Untuk mencapai tahap ini, Mujtahid harus memenuhi syarat-syarat
tertentu. Untuk golongan yang termasuk dalam tingkatan ini, Madzhab
seperti Imam Maliki, Imam Hanafi, Imam Gazari, Imam Hanbali.
2. Mujtahid mutlak ghairu mustaqal
7 Moh Zuhri, Ilmu Ushul Fiqh (Semarang: PT. Dina Utama, 1994), h. 78
Pada tingkatan ini, seorang mujtahid tidak menciptakan kaidahnya
sendiri. Mereka berpedoman pada hukum-hukum yang telah ditetapkan
oleh para imam madzhab. Mereka tidak dikategorikan taqlid kepada
imamnya, melainkan lebih mengikuti jalan yang ditempuh para imam.

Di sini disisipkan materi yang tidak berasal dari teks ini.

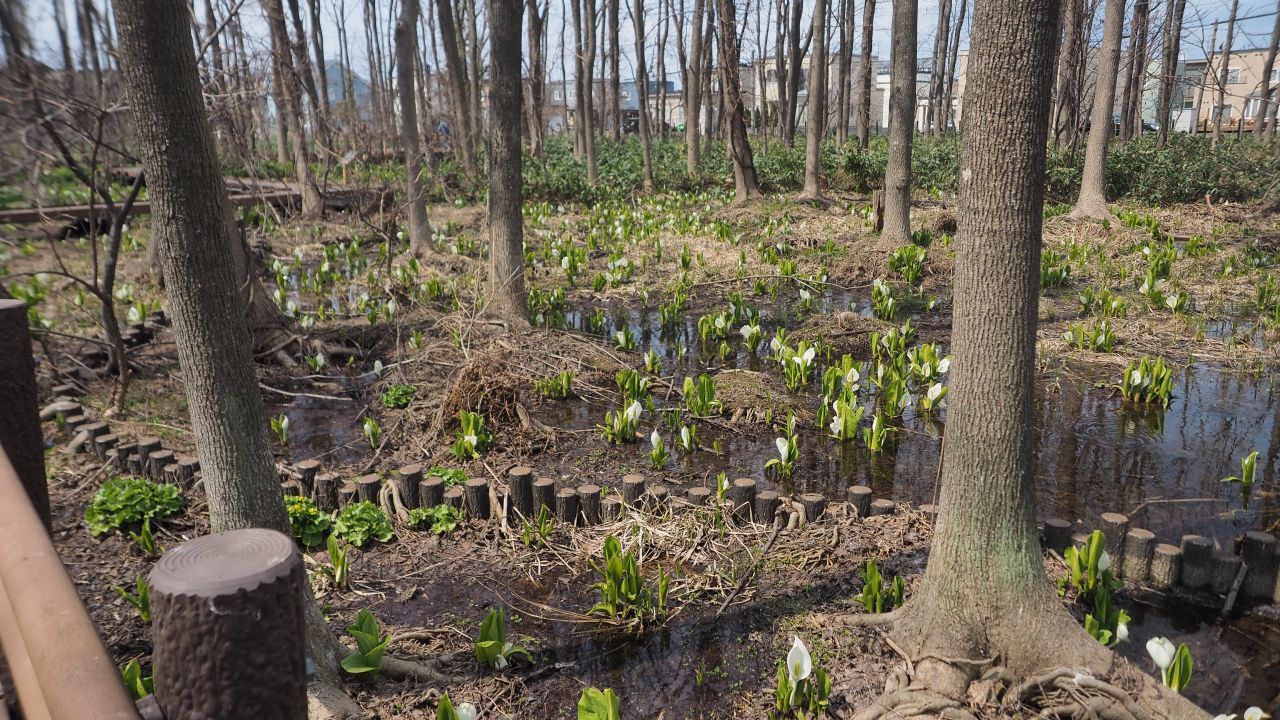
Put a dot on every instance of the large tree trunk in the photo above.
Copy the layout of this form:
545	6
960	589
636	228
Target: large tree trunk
190	208
506	223
643	95
863	90
739	147
1224	73
817	112
1266	115
1092	201
693	89
292	109
415	195
1169	69
901	127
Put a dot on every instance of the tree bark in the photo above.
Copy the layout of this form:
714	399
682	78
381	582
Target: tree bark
190	206
817	110
507	299
901	127
1092	201
863	91
415	195
1169	69
739	146
1266	117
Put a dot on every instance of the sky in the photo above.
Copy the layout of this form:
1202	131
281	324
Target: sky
1200	16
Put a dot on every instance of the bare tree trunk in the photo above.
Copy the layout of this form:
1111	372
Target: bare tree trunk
1092	201
311	203
739	147
693	89
507	299
643	95
214	350
1169	69
406	50
817	110
1224	73
536	74
901	127
863	90
1267	117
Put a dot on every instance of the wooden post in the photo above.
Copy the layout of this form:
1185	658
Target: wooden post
229	636
520	482
407	481
19	414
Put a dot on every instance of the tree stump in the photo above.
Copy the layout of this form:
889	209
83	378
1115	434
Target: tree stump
767	506
566	506
229	638
741	493
1138	548
544	496
430	491
1260	555
860	497
476	499
1197	561
407	481
1166	565
589	501
632	490
520	481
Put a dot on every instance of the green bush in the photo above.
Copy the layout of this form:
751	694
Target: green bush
127	501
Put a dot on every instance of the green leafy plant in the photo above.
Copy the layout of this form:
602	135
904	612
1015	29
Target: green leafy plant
624	592
440	519
803	691
127	501
398	396
471	438
876	597
310	525
361	522
598	705
1248	473
140	598
140	686
370	646
492	647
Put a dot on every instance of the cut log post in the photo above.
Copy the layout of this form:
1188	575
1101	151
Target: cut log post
1114	527
741	495
368	487
520	481
566	506
1197	563
327	492
1166	565
544	496
883	506
210	660
1139	545
814	505
1057	534
307	472
698	496
632	490
589	501
430	491
1260	555
407	481
767	506
860	497
476	499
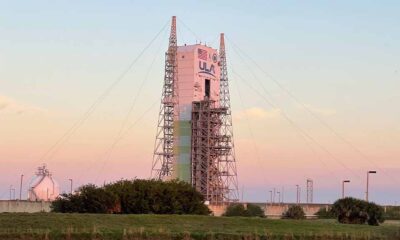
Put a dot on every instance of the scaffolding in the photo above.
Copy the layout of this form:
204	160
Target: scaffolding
163	158
208	148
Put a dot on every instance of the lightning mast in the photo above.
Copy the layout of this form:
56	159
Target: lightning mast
163	150
227	162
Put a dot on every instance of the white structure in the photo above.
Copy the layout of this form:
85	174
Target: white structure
43	187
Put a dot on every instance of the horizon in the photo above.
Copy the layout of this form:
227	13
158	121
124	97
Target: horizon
313	92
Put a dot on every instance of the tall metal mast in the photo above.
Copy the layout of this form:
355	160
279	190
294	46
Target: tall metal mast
169	109
227	162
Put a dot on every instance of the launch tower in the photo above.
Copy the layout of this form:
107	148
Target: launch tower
194	141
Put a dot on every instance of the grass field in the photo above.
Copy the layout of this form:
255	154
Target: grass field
99	226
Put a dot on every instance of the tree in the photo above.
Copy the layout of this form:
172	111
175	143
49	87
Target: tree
294	212
89	199
355	211
238	209
235	210
255	210
324	213
134	197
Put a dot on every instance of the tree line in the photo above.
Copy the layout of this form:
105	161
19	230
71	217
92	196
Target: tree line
134	197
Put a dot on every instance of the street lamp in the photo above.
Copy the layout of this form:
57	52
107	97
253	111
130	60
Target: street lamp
297	194
279	197
271	196
71	184
20	187
345	181
366	193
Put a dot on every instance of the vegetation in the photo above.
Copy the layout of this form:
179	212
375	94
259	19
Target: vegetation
324	213
356	211
392	213
295	212
239	210
54	226
135	196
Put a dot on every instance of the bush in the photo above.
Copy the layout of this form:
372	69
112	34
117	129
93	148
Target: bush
255	210
135	196
392	213
89	200
356	211
295	212
324	213
239	210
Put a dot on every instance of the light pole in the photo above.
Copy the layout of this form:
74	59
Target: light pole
279	197
71	185
344	181
366	193
20	187
271	196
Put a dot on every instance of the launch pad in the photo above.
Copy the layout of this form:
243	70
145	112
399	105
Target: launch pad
194	141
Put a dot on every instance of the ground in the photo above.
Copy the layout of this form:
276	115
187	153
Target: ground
101	226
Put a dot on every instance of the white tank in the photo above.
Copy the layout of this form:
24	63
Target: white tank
42	186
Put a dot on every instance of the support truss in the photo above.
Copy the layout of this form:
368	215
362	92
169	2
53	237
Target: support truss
162	166
227	162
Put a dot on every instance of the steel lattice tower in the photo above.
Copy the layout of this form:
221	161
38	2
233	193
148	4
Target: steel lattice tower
310	190
169	109
194	140
227	163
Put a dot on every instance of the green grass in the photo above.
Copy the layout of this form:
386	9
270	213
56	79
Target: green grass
100	226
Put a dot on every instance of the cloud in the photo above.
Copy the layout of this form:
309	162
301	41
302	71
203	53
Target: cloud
256	113
11	106
321	111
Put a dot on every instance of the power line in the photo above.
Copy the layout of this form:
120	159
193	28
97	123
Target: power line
300	130
54	148
319	119
125	121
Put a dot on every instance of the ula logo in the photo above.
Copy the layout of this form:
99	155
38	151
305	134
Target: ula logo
204	69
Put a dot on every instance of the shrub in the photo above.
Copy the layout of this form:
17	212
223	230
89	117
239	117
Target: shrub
355	211
238	209
324	213
234	210
295	212
255	210
392	213
134	196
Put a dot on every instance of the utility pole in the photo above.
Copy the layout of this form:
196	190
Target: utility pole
70	185
344	181
20	187
367	192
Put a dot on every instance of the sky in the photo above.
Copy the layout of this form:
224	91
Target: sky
314	91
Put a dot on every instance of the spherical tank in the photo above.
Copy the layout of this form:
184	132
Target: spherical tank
43	187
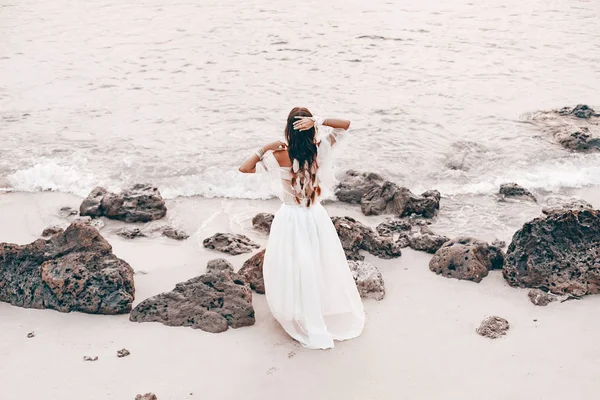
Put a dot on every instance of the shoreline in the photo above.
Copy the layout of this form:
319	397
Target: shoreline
419	342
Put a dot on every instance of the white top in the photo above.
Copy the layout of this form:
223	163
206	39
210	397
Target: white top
281	177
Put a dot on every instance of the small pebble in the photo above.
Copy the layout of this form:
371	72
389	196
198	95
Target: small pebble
123	353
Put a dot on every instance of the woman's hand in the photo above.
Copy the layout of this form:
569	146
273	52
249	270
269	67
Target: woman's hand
304	123
276	146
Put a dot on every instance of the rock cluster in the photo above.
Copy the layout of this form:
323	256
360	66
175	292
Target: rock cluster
413	234
139	203
356	236
559	253
493	327
74	270
377	196
466	258
369	281
541	298
576	129
262	222
252	273
211	302
230	243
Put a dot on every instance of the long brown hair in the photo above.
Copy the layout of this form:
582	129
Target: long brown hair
302	149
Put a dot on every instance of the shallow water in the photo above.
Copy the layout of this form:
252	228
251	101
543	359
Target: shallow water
109	92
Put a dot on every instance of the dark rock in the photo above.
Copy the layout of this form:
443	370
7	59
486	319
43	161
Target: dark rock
262	222
92	205
579	140
493	327
123	353
560	206
514	191
354	185
500	244
131	233
356	236
403	240
94	223
559	253
391	226
67	212
147	396
369	281
140	203
377	196
580	111
576	129
230	243
211	302
466	258
72	271
426	241
52	230
252	274
219	265
172	233
541	298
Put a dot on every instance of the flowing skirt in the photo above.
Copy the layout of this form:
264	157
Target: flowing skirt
309	287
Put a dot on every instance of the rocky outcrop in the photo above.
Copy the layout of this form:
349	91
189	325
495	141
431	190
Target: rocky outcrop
171	232
580	111
560	206
52	230
355	184
559	253
378	196
493	327
230	243
72	271
165	230
252	274
427	241
466	258
219	265
516	192
131	233
211	302
369	281
356	236
393	226
541	298
140	203
262	222
576	129
412	233
147	396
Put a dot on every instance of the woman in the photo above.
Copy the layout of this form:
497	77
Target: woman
309	287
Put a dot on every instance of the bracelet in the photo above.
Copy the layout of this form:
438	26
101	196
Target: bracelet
260	153
319	120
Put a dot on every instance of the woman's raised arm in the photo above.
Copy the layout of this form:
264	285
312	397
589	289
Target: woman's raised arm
249	165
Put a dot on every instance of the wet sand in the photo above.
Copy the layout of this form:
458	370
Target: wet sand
418	343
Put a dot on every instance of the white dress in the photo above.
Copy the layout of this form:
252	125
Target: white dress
308	284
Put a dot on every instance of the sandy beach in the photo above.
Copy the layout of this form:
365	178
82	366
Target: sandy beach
419	342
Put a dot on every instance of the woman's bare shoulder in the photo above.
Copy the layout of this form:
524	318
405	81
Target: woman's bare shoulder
283	158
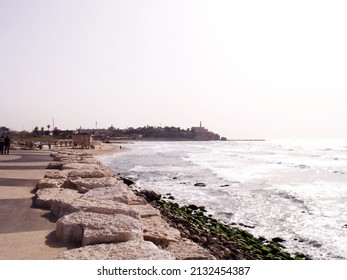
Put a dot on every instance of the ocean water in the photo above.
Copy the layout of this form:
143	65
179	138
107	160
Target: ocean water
296	190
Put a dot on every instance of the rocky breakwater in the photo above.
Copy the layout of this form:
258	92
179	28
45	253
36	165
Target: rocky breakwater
96	210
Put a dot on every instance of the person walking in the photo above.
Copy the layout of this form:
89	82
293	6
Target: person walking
7	145
2	144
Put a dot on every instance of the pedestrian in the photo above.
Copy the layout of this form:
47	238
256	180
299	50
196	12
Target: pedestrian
7	145
2	144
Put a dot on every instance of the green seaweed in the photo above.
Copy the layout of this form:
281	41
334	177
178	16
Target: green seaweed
257	248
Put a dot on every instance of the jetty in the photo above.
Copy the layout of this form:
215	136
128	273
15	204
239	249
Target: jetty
76	208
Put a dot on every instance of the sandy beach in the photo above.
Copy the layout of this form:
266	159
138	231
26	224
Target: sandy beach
27	233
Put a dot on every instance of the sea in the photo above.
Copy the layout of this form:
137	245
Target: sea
292	189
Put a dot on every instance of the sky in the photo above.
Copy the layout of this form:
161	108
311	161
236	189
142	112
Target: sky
245	69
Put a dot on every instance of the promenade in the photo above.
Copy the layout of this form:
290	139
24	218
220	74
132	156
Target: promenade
26	233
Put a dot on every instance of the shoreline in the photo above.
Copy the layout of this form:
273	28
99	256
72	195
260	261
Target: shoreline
221	240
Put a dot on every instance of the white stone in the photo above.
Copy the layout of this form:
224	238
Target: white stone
46	198
109	207
83	185
46	183
158	231
118	193
185	249
146	210
94	228
131	250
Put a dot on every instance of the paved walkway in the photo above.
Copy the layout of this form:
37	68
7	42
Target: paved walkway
26	233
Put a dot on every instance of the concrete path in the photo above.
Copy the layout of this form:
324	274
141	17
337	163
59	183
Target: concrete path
26	233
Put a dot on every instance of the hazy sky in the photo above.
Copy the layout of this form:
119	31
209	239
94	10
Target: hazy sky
268	69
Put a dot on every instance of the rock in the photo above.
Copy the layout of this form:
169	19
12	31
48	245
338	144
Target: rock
46	183
131	250
44	198
117	193
158	231
56	165
83	185
127	181
151	195
81	166
193	207
184	249
94	228
146	210
277	239
87	204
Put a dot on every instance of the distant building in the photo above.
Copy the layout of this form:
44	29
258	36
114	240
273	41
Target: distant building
203	134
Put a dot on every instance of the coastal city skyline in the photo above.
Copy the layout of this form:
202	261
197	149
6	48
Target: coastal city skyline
245	69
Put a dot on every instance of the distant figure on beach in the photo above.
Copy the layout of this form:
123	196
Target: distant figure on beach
7	145
2	144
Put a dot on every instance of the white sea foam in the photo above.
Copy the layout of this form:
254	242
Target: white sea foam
293	189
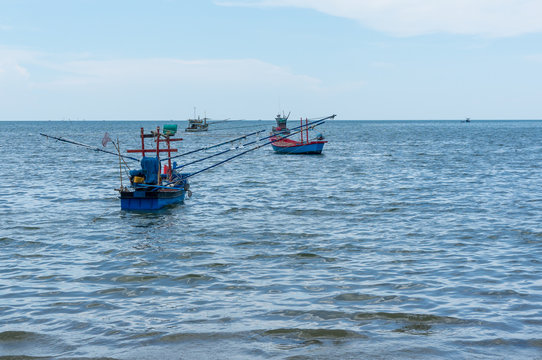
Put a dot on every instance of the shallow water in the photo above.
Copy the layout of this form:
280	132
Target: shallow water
404	240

Tokoh yang berada di tingkatan mujtahid mutlak ghairu mustaqal di
antaranya Abu Yusuf dan Muhammad Jafar dari Hanafiyah.
3. Mujtahid takhrij
Pada tingkat ini, Mujtahid sangat terikat dengan imamnya. Anda diberi
kebebasan untuk menentukan alasan berdasarkan dalil Al-Qur'an dan
As-Sunnah. Namun, ketentuan hukum yang berlaku tidak boleh
menyimpang dari aturan yang diterapkan oleh imam. Orang-orang di
pesawat Mujtahid Takhrij adalah Hasanbin Ziyad dan Ibn Qayyim.
4. Mujtahid Tarji
Dengan kata lain, Mujtahid belum mencapai tingkatan Mujtahid
Takahrij. Imam Nawawi, dalam Majum ini, menetapkan bahwa
Mujtahid Tarji adalah seorang faqih (memahami aturan Islam) dalam
hal ilmu pengetahuan. Anda tahu frasa tentang bagaimana lebih
mengingat aturan Imam, bagaimana menentukan hukum dan
bagaimana mengetahui frasa yang lebih kuat yang digunakan untuk
referensi. Mujtahid Tarjih diyakini memiliki pemahaman yang lebih
luas daripada Takahrij.8
BAB III
PENUTUP
A. KESIMPULAN
Ahli ushul fiqh menambahkan kata-kata “al-faqih” dalam definisi tersebut
sehingga definisi ijtihad adalah pencurahan seorang faqih atas semua
kemampuannya. Sehingga Imam Syaukani memberi komentar bahwa
penambahan faqih tersebut merupakan suatu keharusan. Sebab pencurahan yang
8 H. Mohammad Daud Ali, Hukum Islam: Pengantar Ilmu Hukum dan Tata Hukum di Indonesia (Jakarta: raja Grafindo Persada, 2007), h. 118.
dilakukan oleh orang yang bukan faqih tidak disebut ijtihad menurut istilah.
Didalam ijtihad ada tiga sumber hukum yakni Al-Quran, Hadis dan Ijma.
Didalam Alquran dijelaskan dalam firman Allah Surah An-Nisaa ayat 105,
Surag An-Nisa ayat 59 dan Al-Hasyr ayat 2.
DAFTAR PUSTAKA
Satria Efendi, 1993. Ushul Fiqh, 251-255; Dede Rosyada, Hukum Islam dan
Pranata Sosial Jakarta: PT. Raja Rafindo Persada, 115-116.
H. Mohammad Daud Ali, 2007. Hukum Islam: Pengantar Ilmu Hukum dan Tata
Hukum di Indonesia, Jakarta: raja Grafindo Persada, h. 118.